One of Bali’s most iconic ceremonies is the Mapeed – or sometimes mepeed – where lines of Balinese women walk together as ritual. Mepeed or peed is a unique tradition that exists in several villages in Bali. The Hindu community in Bali has long had a unique culture, beautiful, rich in meaning and full of mystery. The mepeed tradition in the village of Sukawati, Gianyar, Bali is one of the traditions that is always carried out every Pujawali (commemoration of the birthday of a holy place) at Kahyangan Tiga Temple and is considered as a protector of the universe (the savior of the universe in a abstract way). This tradition is carried out at Anggara Kliwon Tambir at Dalem Gede Sukawati Temple. In carrying out this, there is always a process and collaboration of several elements of society which is commonly called Tri Manggalaning Yadnya, namely the main actor of the activity or executor.
The mepeed tradition continues to be passed down from generation to generation and is forbidden to be abolished because it is sacred. The sacred value of this tradition lies in the purpose of mepeed namely mendak (looking for) tirta or toya ning (holy water) which is in Taman Beji Temple. Furthermore, the holy water will be used during the Pujawali event. The meaning of Mepeed is to walk hand in hand, therefore residents who come are required to come in groups and are not allowed to come alone. The mepeed which was held in Sukawati village was unlike the mepeed which was held in other villages where usually the participants were only attended by women who accompanied neatly while nyuun (carrying something over their heads) gebogan. The mepeed in this village was also attended by men, children, youth, to the elderly who walked side by side wearing Balinese’s payas (clothing).
The mapeed tradition is one of the unique cultures and traditions in Bali that has been passed down from generation to generation until now, and even then not all traditional villages on the Island of the Gods have it, but only a few certain villages maintain their ancestral heritage. What we usually see is the accompaniment of mothers wearing traditional uniforms, both the color of the clothes (usually white) and the sarong/cloth, their hair in a bun and even the shawl tied at the waist is also uniform, then they walk hand in hand carrying a gebongan offering that is of average height. to go to a temple. Apart from being a number of leading tourist objects in Bali, many unique cultures and traditions can be a special attraction for tourists, so that there are many variations of entertainment that they can watch, making holiday activities not boring. The procession of the Mapeed tradition is also a camera object for photographers.

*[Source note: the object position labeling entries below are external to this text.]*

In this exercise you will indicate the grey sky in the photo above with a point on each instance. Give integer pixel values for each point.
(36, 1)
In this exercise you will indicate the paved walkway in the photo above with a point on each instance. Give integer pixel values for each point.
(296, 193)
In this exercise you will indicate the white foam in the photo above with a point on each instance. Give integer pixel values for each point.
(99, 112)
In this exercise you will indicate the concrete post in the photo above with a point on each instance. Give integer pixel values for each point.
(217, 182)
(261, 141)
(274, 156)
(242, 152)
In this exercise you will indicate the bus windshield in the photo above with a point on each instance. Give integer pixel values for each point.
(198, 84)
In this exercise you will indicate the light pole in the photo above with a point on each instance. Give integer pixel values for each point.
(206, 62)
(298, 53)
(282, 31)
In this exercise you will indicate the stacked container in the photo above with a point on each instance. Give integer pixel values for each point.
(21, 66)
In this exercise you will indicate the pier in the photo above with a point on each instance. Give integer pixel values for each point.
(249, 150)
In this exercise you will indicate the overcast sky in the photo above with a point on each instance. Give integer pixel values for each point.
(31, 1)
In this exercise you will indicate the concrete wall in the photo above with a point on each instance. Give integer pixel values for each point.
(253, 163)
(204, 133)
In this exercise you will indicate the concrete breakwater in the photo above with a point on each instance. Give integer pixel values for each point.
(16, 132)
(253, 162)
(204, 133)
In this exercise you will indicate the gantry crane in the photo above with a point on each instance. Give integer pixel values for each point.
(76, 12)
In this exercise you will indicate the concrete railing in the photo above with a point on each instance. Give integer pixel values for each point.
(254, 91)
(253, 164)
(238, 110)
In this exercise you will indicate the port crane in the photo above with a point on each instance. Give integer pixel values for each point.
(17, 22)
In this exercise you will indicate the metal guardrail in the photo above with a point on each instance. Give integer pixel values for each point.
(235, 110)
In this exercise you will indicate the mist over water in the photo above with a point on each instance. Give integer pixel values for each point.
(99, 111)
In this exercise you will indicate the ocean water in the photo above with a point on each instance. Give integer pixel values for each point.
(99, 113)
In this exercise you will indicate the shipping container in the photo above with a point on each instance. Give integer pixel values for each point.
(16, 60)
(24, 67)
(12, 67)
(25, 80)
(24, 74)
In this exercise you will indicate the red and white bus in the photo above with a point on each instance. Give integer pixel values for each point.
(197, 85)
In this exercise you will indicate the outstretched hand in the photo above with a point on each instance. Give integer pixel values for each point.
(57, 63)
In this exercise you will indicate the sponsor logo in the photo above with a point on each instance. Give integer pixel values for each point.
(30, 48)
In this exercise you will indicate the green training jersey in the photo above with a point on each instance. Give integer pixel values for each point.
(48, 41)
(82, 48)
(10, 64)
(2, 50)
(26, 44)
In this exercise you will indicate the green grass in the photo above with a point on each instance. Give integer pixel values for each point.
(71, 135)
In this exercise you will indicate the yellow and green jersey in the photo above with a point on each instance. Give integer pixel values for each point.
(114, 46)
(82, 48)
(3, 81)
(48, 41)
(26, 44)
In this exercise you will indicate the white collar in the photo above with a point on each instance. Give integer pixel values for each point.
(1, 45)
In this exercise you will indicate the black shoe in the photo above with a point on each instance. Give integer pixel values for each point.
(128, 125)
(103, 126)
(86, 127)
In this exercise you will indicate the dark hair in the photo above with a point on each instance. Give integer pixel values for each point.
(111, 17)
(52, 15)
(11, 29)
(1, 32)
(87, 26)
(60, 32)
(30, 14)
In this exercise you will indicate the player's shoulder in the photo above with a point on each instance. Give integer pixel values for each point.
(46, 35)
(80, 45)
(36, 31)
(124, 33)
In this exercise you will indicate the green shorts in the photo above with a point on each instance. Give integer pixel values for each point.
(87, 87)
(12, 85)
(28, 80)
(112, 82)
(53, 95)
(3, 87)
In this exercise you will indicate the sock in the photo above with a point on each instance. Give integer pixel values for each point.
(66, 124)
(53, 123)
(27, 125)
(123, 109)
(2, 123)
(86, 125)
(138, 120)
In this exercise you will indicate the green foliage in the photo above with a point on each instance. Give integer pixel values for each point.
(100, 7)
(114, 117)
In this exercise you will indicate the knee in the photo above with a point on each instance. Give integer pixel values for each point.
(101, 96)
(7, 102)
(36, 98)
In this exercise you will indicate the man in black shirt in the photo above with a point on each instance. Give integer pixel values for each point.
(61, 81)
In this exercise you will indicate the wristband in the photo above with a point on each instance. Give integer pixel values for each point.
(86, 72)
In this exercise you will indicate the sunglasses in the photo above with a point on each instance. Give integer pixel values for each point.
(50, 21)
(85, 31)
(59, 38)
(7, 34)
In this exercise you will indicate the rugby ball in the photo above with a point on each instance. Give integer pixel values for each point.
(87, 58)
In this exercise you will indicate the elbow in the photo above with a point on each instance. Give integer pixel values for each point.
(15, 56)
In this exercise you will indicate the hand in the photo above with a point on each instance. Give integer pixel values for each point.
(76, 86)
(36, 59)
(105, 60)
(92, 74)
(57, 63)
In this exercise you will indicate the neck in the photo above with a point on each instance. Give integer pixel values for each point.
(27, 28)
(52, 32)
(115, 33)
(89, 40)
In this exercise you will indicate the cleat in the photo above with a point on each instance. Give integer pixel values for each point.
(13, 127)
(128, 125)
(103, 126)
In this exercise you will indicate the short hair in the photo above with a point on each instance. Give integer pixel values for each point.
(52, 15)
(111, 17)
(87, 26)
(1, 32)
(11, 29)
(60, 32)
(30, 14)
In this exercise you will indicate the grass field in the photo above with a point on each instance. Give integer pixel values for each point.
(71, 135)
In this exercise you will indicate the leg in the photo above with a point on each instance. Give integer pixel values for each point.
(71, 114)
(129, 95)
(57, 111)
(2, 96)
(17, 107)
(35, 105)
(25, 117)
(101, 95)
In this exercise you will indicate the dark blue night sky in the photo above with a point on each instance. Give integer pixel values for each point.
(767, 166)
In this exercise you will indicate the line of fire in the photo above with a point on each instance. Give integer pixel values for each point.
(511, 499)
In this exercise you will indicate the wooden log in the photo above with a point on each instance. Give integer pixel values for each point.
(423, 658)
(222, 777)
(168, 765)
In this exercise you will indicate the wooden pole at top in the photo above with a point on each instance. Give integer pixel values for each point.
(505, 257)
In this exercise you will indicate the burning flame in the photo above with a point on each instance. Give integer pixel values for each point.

In this article we will make you experiencing the vibes of mepeed tradition in Sukawati, Gianyar. Out of the squalor and chaos of the market, a stream of waving long bamboo flagpoles or penjors start to appear. Accompanied by the sound of gamelan gong and crashing cymbals, more heads appear over the hill. Women dressed to perfection in full pakain adat (traditional dress) walking carefully through the rubble in newly acquired high heels and little girls painted up like dolls, are followed by boys in more regal gear.
Traffic stops. The pecalang (banjar guards) keep everyone in line, and photographers get in everyone’s way as they try for the perfect shot. Those not involved, sit on their stoops watching the show. Makeup? No one is spared! When the gods are concerned, more is more. Boys, girls, young men and mature women are all painted up like princesses! Of course after all the expense of a makeup session, selfies are mandatory, so before and after and during the rest stops, everyone is photographed to death. It is of course, a mark of prestige to be able to complain ‘oh I was photographed so many times! They just wouldn’t leave me alone!’ while retaining a demure demeanour. But it’s all good fun and I am sure the gods are as happy as the mortals to have so much respect shown to them!
The place? Sukawati. The Occaision? Odalan – the bi-annual birthday celebration for the Pura Desa – one of Sukawati’s main temples. It is a ceremony that every temple in Bali celebrates, with varying degrees of elegance and extravagance. The mapeed are made as a gesture of gratitude to the gods, but it a wonderful sight for us mere mortals as well.
Sukawati banjars are known for their extraordinary processions that can sometimes, for the really big ones, stretch for half a kilometer or so. Sukawati seems to have more lines of beautiful girls than anywhere else on the island and it is always fun to watch, along with other villagers, who are not involved in that particular ceremony.
The children lead, followed by gamelan and groups of married woman chanting ancient rhythms as perfumed smoke fills the air. The market was symbolic, at least to me – from the rubble and chaos arose the purified temple folk, transformed into celestial beings before their gods. Later, as the procession finished and people were returning home, those godlike and gilded folk took their place on their motorbikes and the dream, the illusion hovered somewhere closer to reality. Wonderful Bali.